Il sindaco era stato il primo a volere l'italianit del Gruppo: "Ho solo difeso il mio territorio"

Unicredit e scalata libica, Tosi aveva visto giusto

Col senno di poi si può tranquillamente dire che il sindaco di Verona Flavio Tosi c’aveva visto giusto. Il riferimento è alla vera e propria battaglia che il primo cittadino veronese fece quest’estate contro la possibile scalata libica all’interno di Unicredit. Tosi attirò sulla sua persona non poche critiche da coloro che non condividevano la sua volontà di difendere l’italianità della banca di cui CariVerona è uno dei maggiori azionisti.

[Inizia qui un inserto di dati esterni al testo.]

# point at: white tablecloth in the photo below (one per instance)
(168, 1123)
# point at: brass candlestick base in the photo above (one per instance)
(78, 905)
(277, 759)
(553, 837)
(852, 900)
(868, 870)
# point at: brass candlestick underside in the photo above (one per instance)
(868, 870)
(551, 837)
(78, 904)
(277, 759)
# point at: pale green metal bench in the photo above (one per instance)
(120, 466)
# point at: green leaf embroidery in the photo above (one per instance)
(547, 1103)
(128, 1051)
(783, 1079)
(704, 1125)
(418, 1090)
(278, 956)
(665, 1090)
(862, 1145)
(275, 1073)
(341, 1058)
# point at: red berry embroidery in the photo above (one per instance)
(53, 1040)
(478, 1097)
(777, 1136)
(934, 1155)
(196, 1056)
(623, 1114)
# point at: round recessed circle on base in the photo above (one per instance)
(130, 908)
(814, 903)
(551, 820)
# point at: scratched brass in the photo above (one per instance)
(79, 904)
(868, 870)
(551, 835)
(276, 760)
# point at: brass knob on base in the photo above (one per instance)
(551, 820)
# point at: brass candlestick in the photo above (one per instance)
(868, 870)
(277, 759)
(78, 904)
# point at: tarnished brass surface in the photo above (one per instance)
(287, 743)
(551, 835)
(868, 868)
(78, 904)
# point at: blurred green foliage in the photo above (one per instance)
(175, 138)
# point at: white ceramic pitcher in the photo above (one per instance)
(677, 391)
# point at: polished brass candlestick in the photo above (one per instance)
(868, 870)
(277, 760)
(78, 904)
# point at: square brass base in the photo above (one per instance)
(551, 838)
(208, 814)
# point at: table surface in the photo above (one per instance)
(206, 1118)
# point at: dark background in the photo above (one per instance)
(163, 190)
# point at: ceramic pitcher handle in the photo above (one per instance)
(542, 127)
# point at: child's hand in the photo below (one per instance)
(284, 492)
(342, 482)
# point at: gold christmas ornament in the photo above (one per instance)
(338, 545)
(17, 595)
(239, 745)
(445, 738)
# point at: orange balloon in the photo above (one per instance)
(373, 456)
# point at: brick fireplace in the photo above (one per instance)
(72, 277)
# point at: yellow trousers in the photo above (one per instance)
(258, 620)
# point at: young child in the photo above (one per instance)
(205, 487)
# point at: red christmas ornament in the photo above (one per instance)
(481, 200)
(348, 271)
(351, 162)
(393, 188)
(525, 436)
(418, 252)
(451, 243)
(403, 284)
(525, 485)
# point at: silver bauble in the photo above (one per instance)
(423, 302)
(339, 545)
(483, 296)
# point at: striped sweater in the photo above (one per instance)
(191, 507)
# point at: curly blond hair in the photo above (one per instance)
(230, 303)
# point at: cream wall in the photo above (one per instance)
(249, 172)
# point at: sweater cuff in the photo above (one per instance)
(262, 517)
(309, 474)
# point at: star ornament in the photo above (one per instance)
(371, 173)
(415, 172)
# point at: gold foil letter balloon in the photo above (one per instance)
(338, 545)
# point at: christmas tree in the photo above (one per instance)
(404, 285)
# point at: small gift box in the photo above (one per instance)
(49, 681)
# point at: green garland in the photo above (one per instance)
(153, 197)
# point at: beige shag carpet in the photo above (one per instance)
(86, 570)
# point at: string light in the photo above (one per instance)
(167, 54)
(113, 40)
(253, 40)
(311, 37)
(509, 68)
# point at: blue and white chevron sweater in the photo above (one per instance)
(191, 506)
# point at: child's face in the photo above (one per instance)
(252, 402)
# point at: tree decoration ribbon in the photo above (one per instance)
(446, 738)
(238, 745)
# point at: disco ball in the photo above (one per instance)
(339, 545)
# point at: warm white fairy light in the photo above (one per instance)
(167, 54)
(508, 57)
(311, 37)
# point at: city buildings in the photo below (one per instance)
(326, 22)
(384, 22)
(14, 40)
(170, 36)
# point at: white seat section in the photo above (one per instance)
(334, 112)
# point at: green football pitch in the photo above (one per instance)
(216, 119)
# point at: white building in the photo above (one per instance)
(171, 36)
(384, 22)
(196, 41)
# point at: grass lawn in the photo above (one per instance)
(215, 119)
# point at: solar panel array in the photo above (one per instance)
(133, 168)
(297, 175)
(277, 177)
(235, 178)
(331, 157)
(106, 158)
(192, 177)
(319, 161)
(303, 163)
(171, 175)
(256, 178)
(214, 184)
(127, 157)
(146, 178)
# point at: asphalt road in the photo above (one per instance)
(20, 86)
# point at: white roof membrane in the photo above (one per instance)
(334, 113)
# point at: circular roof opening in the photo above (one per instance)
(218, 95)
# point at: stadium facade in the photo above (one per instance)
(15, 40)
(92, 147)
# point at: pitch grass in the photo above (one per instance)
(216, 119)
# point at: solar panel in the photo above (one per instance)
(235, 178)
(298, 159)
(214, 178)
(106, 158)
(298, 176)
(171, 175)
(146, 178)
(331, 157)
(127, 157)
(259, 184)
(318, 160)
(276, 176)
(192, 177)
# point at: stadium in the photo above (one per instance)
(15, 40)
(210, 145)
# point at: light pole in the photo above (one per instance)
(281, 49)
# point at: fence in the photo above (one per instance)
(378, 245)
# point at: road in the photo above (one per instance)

Pensare che se non li avessimo fermati, i libici avrebbero fatto la scalata di Unicredit”, ha detto Tosi in un’intervista rilasciata al giornale “il Riformista”. Certo, perché la Libia è sull’orlo della guerra civile e questa situazione porta inevitabili ripercussioni negative sul’economia del Paese nordafricano, conseguenze che, in caso di una presenza predominante di fondi libici all’interno del gruppo di piazza Cordusio, sarebbero state finanziariamente disastrose.


Flavio Tosi fu il capofila dell’opposizione quando le banche Lybian Investment Authority e Central Bank of Lybia aumentarono le loro quote nell’azionariato di Unicredit. “Ho semplicemente difeso il mio territorio”, ha spiegato il primo cittadino veronese, che ha anche contestualizzato dicendo che “se nessuno avesse sollevato il problema i libici sarebbero saliti tranquillamente al 10 per cento. Poi qualcuno avrebbe potuto comprare un altro 5%, raggiungendo il 15 %: mi pare si trattasse di una scalata bella e buona”.